Terra Incognita, by Sarah Wheeler In case you haven't heard, seven women from around the world just completed a 38-day, nearly 600-mile trek to the South Pole (more on that kickass display of girl power here). So, it seems only fitting to include Sarah Wheeler's hysterical account of her time in the blustery bosom of Antarctica. If you think life on the continent is all about research and analysis, think again. In October, Westword writer Jonathan Shikes shed a light on the continent's current scandal involving isolated bloggers revealing their Antarctic antics and their frosty reception. Wheeler's book takes these tales a step further making Terra Incognita the perfect combination between Balto and Animal House on ice.

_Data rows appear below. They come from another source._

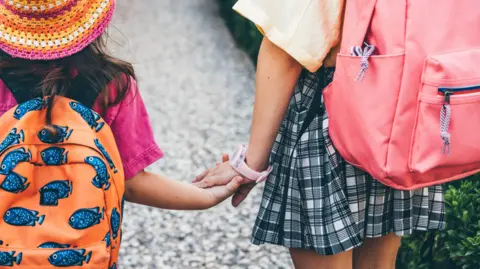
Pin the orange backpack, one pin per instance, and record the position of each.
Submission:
(61, 188)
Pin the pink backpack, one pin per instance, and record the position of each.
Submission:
(404, 104)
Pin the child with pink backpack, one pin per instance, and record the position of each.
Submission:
(403, 112)
(75, 139)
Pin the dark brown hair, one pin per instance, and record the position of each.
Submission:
(92, 66)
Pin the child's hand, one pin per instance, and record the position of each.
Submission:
(218, 194)
(218, 176)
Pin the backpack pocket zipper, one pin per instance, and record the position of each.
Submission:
(446, 113)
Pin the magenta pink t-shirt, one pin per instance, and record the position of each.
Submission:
(129, 123)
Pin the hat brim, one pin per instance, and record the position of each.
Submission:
(59, 35)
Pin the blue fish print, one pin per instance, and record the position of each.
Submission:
(13, 138)
(86, 218)
(88, 115)
(49, 198)
(53, 245)
(102, 177)
(115, 223)
(14, 183)
(18, 216)
(70, 257)
(108, 239)
(59, 134)
(55, 190)
(31, 105)
(9, 259)
(106, 155)
(54, 156)
(12, 159)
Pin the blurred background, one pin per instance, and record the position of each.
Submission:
(195, 65)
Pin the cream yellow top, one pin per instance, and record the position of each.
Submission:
(308, 30)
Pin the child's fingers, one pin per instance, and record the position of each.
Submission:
(233, 185)
(207, 182)
(201, 176)
(241, 194)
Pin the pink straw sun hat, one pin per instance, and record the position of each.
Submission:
(51, 29)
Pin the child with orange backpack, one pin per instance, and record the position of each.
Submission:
(66, 169)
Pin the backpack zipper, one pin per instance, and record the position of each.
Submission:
(446, 113)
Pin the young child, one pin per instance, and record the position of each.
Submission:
(57, 48)
(327, 212)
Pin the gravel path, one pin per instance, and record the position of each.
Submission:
(199, 91)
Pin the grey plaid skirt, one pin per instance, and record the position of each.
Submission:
(315, 200)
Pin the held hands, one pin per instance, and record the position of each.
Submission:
(224, 174)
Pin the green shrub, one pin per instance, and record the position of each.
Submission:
(456, 247)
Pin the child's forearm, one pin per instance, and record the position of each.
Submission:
(154, 190)
(277, 74)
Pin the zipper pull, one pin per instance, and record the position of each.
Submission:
(445, 117)
(447, 95)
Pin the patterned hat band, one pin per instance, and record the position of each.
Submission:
(51, 29)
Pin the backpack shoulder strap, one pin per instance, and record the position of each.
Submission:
(22, 91)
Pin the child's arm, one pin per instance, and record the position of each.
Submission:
(277, 73)
(154, 190)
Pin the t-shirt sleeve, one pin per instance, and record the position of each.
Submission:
(133, 133)
(306, 29)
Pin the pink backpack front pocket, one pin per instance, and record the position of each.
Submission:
(447, 125)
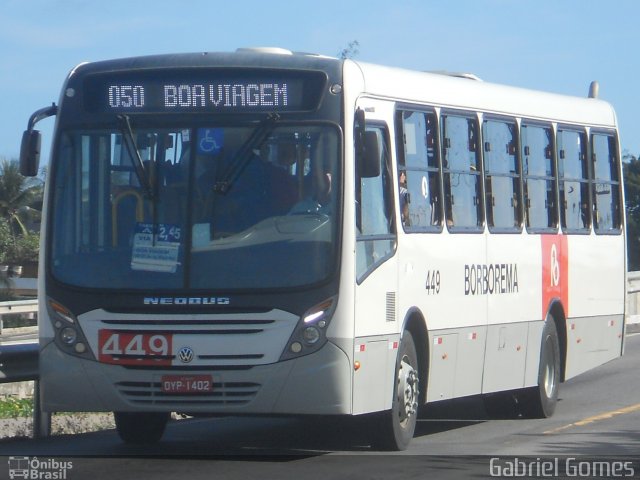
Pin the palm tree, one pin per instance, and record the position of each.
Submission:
(18, 196)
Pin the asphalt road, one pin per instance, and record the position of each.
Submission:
(598, 416)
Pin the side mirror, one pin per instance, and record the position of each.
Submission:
(369, 162)
(367, 148)
(30, 153)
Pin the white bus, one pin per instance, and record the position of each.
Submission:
(267, 232)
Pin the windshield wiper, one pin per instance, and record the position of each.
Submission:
(245, 154)
(132, 148)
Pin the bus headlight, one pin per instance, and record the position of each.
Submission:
(68, 335)
(311, 335)
(311, 332)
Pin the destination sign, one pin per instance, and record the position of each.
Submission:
(175, 91)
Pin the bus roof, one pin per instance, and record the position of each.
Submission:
(464, 93)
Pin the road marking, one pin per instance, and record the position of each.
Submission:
(597, 418)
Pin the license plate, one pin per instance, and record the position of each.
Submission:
(133, 348)
(186, 384)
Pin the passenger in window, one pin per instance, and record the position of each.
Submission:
(404, 198)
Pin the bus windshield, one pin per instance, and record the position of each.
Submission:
(198, 207)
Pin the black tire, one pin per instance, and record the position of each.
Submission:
(394, 429)
(140, 428)
(540, 401)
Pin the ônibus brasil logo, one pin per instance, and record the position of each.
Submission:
(38, 469)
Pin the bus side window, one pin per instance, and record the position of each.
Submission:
(539, 178)
(375, 227)
(461, 170)
(606, 184)
(502, 175)
(419, 172)
(573, 174)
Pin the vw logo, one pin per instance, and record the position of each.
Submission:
(185, 354)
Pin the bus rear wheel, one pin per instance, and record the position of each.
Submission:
(395, 428)
(140, 427)
(540, 401)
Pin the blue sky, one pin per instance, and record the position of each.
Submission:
(553, 45)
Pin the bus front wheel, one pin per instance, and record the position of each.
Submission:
(142, 427)
(394, 428)
(540, 401)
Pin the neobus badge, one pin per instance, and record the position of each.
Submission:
(186, 301)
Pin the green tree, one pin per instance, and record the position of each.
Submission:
(20, 197)
(631, 172)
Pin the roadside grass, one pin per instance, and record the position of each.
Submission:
(16, 420)
(11, 407)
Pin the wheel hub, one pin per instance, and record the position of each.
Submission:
(407, 390)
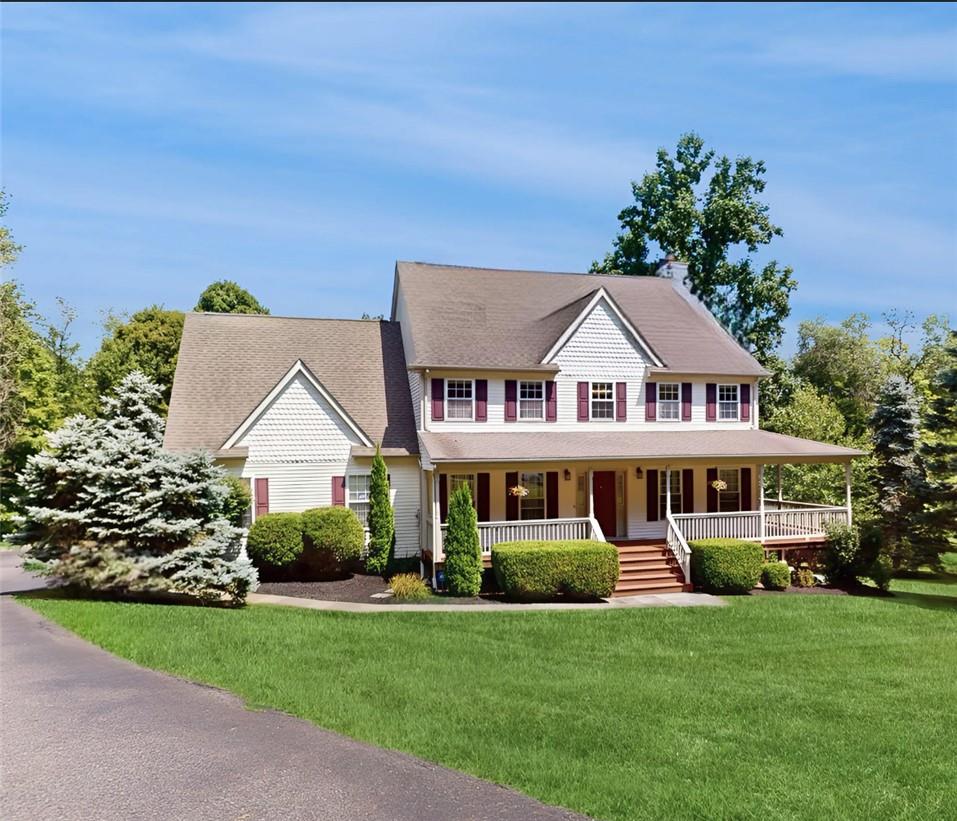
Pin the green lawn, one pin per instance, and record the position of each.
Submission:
(772, 707)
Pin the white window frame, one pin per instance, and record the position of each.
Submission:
(675, 403)
(521, 499)
(676, 494)
(448, 399)
(737, 472)
(737, 402)
(519, 399)
(367, 501)
(592, 400)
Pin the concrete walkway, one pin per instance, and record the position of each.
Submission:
(607, 605)
(87, 735)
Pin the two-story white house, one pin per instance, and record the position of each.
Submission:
(573, 405)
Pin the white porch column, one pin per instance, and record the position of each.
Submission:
(847, 490)
(667, 490)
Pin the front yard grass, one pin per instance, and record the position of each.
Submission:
(772, 707)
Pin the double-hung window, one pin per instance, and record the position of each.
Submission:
(602, 400)
(669, 401)
(532, 505)
(728, 403)
(531, 400)
(459, 394)
(358, 498)
(663, 492)
(729, 499)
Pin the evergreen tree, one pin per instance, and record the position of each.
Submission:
(901, 481)
(109, 510)
(940, 449)
(381, 522)
(463, 554)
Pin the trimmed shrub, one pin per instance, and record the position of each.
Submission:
(726, 565)
(881, 572)
(409, 587)
(275, 539)
(775, 576)
(842, 557)
(543, 570)
(463, 555)
(335, 532)
(237, 502)
(381, 519)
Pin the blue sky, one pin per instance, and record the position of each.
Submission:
(301, 150)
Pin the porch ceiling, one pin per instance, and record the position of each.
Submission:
(520, 446)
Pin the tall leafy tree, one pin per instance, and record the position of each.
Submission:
(706, 209)
(381, 520)
(227, 297)
(148, 342)
(902, 486)
(940, 447)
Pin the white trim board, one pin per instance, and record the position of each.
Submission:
(295, 370)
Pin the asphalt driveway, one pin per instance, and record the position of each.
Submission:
(86, 735)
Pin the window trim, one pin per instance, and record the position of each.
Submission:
(659, 403)
(544, 475)
(592, 400)
(518, 400)
(448, 416)
(719, 492)
(737, 402)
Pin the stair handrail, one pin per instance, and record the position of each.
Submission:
(679, 547)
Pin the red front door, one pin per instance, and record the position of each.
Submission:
(606, 512)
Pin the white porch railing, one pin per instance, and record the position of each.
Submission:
(795, 520)
(545, 530)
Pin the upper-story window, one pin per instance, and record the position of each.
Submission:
(531, 400)
(669, 403)
(602, 400)
(459, 394)
(728, 402)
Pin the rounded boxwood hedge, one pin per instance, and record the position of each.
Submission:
(335, 531)
(775, 576)
(543, 570)
(275, 539)
(725, 565)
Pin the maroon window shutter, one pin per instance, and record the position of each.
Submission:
(481, 400)
(438, 400)
(551, 402)
(339, 491)
(483, 502)
(511, 400)
(262, 496)
(687, 490)
(651, 495)
(443, 497)
(685, 401)
(745, 488)
(744, 395)
(551, 494)
(712, 477)
(511, 502)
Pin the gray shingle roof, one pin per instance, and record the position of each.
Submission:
(228, 363)
(616, 444)
(506, 319)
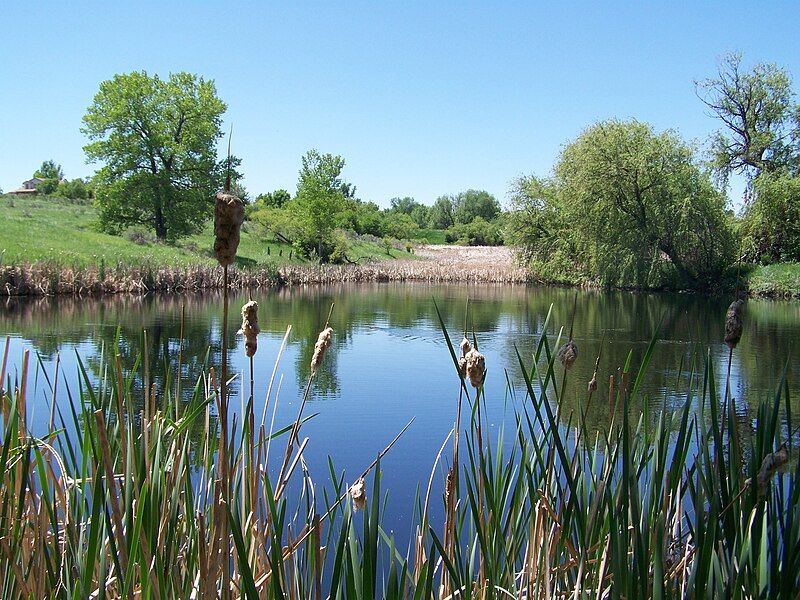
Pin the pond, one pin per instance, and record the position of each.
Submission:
(389, 361)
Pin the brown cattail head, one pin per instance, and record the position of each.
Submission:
(733, 323)
(250, 329)
(771, 463)
(567, 354)
(358, 493)
(323, 341)
(475, 368)
(228, 218)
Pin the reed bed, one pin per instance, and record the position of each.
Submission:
(148, 495)
(440, 264)
(49, 279)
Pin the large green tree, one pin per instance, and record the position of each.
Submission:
(761, 140)
(475, 203)
(626, 206)
(157, 141)
(761, 119)
(321, 198)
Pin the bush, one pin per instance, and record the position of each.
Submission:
(771, 224)
(479, 232)
(140, 235)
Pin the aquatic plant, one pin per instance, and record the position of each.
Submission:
(124, 496)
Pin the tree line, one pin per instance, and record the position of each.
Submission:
(625, 205)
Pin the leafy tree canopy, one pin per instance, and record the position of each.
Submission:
(49, 170)
(274, 199)
(475, 203)
(626, 206)
(762, 122)
(157, 141)
(321, 197)
(441, 214)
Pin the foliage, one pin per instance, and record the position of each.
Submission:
(400, 226)
(475, 203)
(478, 232)
(274, 199)
(49, 170)
(771, 223)
(762, 123)
(626, 207)
(157, 139)
(319, 201)
(440, 215)
(76, 189)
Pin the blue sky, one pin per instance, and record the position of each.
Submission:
(420, 98)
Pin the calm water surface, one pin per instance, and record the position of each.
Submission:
(389, 361)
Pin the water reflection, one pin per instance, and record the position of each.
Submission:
(401, 319)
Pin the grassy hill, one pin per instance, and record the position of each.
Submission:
(65, 232)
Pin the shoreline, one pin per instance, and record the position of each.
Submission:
(432, 264)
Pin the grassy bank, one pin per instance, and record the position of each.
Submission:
(109, 502)
(53, 246)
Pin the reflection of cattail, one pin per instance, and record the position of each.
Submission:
(771, 463)
(323, 341)
(462, 361)
(475, 367)
(250, 328)
(358, 493)
(733, 323)
(567, 354)
(228, 218)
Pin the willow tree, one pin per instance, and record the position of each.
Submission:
(157, 141)
(626, 206)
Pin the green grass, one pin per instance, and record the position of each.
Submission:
(780, 280)
(65, 232)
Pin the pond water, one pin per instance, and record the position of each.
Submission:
(389, 361)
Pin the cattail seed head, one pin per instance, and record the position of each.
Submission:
(358, 493)
(323, 341)
(475, 367)
(771, 463)
(567, 354)
(733, 323)
(250, 329)
(228, 218)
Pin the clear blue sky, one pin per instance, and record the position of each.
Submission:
(420, 98)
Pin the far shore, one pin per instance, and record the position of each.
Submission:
(432, 264)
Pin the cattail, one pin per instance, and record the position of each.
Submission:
(323, 341)
(567, 354)
(250, 329)
(733, 323)
(358, 493)
(228, 218)
(771, 463)
(475, 368)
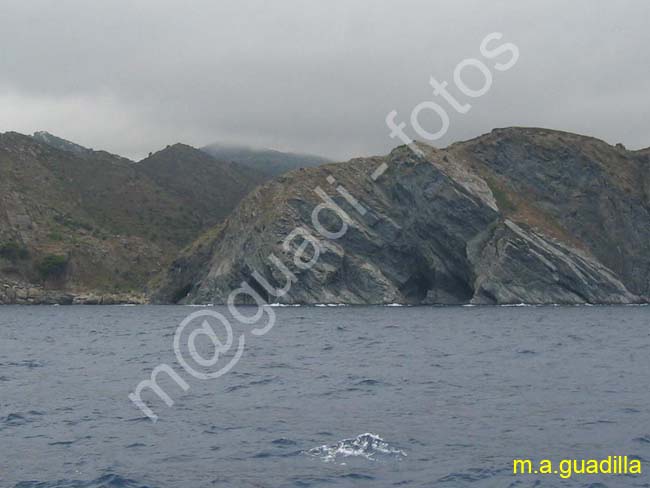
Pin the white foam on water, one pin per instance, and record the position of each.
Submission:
(369, 446)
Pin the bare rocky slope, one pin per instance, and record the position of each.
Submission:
(85, 226)
(519, 215)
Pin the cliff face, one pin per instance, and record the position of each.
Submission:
(517, 215)
(78, 224)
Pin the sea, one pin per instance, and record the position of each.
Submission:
(328, 397)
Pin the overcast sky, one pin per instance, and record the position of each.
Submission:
(314, 76)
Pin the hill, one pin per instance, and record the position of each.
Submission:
(269, 162)
(81, 224)
(517, 215)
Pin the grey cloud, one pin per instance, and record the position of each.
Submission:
(315, 76)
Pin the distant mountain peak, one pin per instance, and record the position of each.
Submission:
(268, 161)
(60, 143)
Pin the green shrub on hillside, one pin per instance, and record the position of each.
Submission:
(13, 251)
(52, 266)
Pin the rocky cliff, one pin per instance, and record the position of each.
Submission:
(518, 215)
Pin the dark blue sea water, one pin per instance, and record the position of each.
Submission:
(332, 397)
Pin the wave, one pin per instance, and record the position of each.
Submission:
(105, 481)
(369, 446)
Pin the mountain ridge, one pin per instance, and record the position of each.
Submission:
(517, 215)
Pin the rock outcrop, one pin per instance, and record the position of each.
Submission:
(85, 225)
(515, 216)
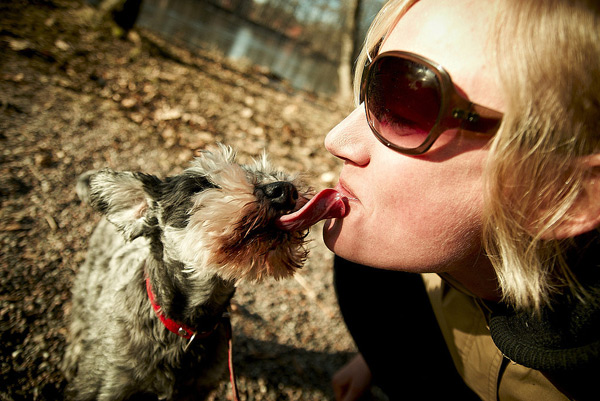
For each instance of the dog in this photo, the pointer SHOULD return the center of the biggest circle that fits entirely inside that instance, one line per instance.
(163, 264)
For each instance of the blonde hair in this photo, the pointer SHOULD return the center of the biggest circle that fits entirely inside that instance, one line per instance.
(550, 73)
(548, 58)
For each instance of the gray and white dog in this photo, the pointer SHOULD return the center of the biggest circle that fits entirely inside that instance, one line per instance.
(162, 267)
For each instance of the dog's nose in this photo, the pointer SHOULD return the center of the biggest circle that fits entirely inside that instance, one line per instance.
(282, 195)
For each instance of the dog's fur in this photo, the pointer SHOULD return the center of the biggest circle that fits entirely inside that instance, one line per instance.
(195, 236)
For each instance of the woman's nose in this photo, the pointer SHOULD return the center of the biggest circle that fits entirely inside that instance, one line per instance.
(350, 139)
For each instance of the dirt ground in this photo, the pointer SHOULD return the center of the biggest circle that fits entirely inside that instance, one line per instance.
(74, 97)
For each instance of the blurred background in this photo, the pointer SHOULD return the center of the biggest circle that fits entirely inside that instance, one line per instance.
(144, 85)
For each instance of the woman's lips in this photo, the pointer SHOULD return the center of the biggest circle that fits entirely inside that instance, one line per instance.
(343, 189)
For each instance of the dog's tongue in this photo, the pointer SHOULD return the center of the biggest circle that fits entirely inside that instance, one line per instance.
(327, 204)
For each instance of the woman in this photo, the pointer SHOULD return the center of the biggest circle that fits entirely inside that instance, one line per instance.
(472, 159)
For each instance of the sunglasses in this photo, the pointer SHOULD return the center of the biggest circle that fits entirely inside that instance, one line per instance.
(410, 101)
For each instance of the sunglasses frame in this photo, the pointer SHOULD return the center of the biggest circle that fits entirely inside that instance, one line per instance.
(456, 111)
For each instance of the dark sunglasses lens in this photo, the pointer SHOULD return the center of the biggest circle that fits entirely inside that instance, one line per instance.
(403, 100)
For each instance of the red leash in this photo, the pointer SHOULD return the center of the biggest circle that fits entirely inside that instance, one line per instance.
(186, 332)
(229, 333)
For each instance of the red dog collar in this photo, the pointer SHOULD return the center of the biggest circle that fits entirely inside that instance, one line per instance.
(180, 329)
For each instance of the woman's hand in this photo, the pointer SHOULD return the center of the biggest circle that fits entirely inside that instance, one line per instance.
(352, 381)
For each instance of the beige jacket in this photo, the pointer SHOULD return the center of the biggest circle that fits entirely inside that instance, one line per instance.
(463, 320)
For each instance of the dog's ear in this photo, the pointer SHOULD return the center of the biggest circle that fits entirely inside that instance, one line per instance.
(127, 199)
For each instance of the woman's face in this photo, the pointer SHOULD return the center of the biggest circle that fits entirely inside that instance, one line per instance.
(420, 213)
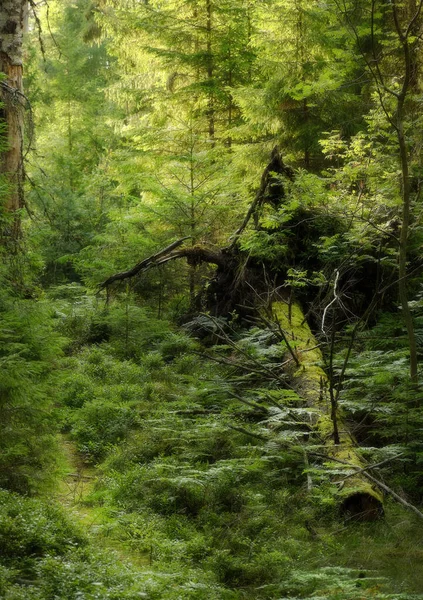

Downhill Slide, by Hal Clifford Downhill Slide does for skiers what Fast Food Nation did for chronic Big Mac lovers, delves into the complexities of the ski industry and sparing no one. Yeah, it sounds like a downer, but every now and then it's good to chew on some harsh reality. At the end of the day you'll still love riding, you'll just be more attuned to what's really happening in that little snow globe you frequent.
Instant Karma by Wayne K. Sheldrake If you're already lucky enough to be a tried-and-true ski bum, this book is most likely the epitome of your everyday life. But for the rest of us hacking away the day in windowless rooms beneath fluorescent death beams, Sheldrake's seriously entertaining account of life on the slopes provides a glimmer of insight into the lives of those living the dream.